When I’m confident of something and there’s an problem, I check the simplest things first. But when I’m not confident, I assume that the problem must lie in the area I don’t fully understand and dive straight into that without pause to check anything else.

I’ve fallen into this trap often enough that perhaps I should consider it a personal anti-pattern. Hopefully articulating it is the first step towards breaking it.

“This Method Has a Constructor Name” Warning in Eclipse for Unit Tests

Wednesday, April 5th, 2006

If you get annoyed when Eclipse alerts you about your unit tests that “This method has a constructor name”, you can set it to ignore these warnings in Window / Preferences / Java / Compiler / Error/Warnings - set “Methods with a Constructor Name” to “Ignore”.

It’s generally a bad idea to switch off warnings but in this case I think the JUnit syntax is confusing Eclipse so it’s easier to just switch them off.

Eclipse Won’t Print under Linux

Thursday, March 30th, 2006

Eclipse won’t print under linux. The bug report makes for an interesting read.

However, Kim Lux has posted a rather satisfying workaround for KDE users which allows you to open your currently selected text file in kwrite and print from there.
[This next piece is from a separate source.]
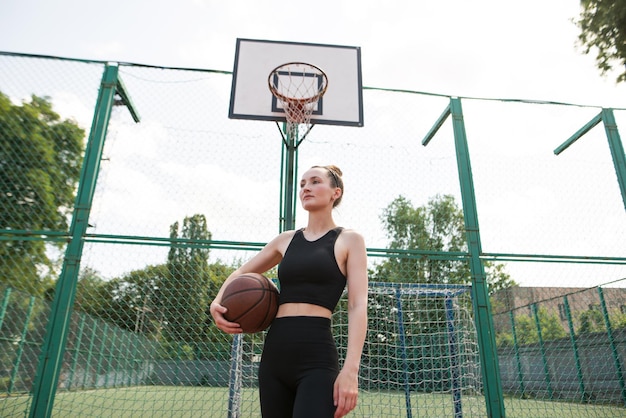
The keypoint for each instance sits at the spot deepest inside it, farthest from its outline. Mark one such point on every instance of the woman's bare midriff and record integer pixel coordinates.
(302, 309)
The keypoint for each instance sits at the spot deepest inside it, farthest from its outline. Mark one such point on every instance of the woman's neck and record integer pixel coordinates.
(320, 224)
To set this up: Run/External Tools/External Tools. Create New, name it kwrite-print, location: /usr/bin/kwrite, Working directory: ${container_loc}, Arguments ${resource_name} then, if you wish, switch to the Common tab and select External Tools in the Display in Favourites menu window.

Now you can use Run/External Tools/kwrite-print to open your code in the external editor and print it from there.

Interfaces in C++

Tuesday, March 28th, 2006

Following a discussion on a mailing list tonight about object-oriented v procedural programming, I’ve been doing a little digging.

The discussion was on whether objects should have their own print method or should be passed to an external Printer object that handles that function.

One solution in Java would be for them to implement an Interface Printable that provided a toString() method. That way, the object remains decoupled from the output process but encapsulation is preserved and the Printer object (which takes a Printable object) does not need to know anything about the internals of the objects it is passed.

Which led to the question, can you do this in C++?

It looks as if Interfaces do not yet exist in C++ in spite of some interest. There is a library under development however for submission to Boost.

Why Good C++ is Neither Too Low Level Nor Too High Level

Sunday, March 12th, 2006

In an interview from 2003, Bjarne Stroustrup advised programmers not to treat C++ as C and to take advantage of the STL. He was wary, however, of copying the Java model and making everything too OO.

I particularly dislike classes with a lot of get and set functions. That is often an indication that it shouldn’t have been a class in the first place. It’s just a data structure. And if it really is a data structure, make it a data structure.

The C++ Style Sweet Spot | A Conversation with Bjarne Stroustrup, Part I by Bill Venners (October 13, 2003)

It’s a brief and interesting read.

Write Small But Useful Programs Every Day

Tuesday, March 7th, 2006

I recommend writing small but useful programs every day. Never mind that someone has written the same or better once. They are not you. You must feel the utility of your own programs to gain a sense of balance between that and complexity.

WardCunningham

Sage advice found here while getting distracted from my main purpose.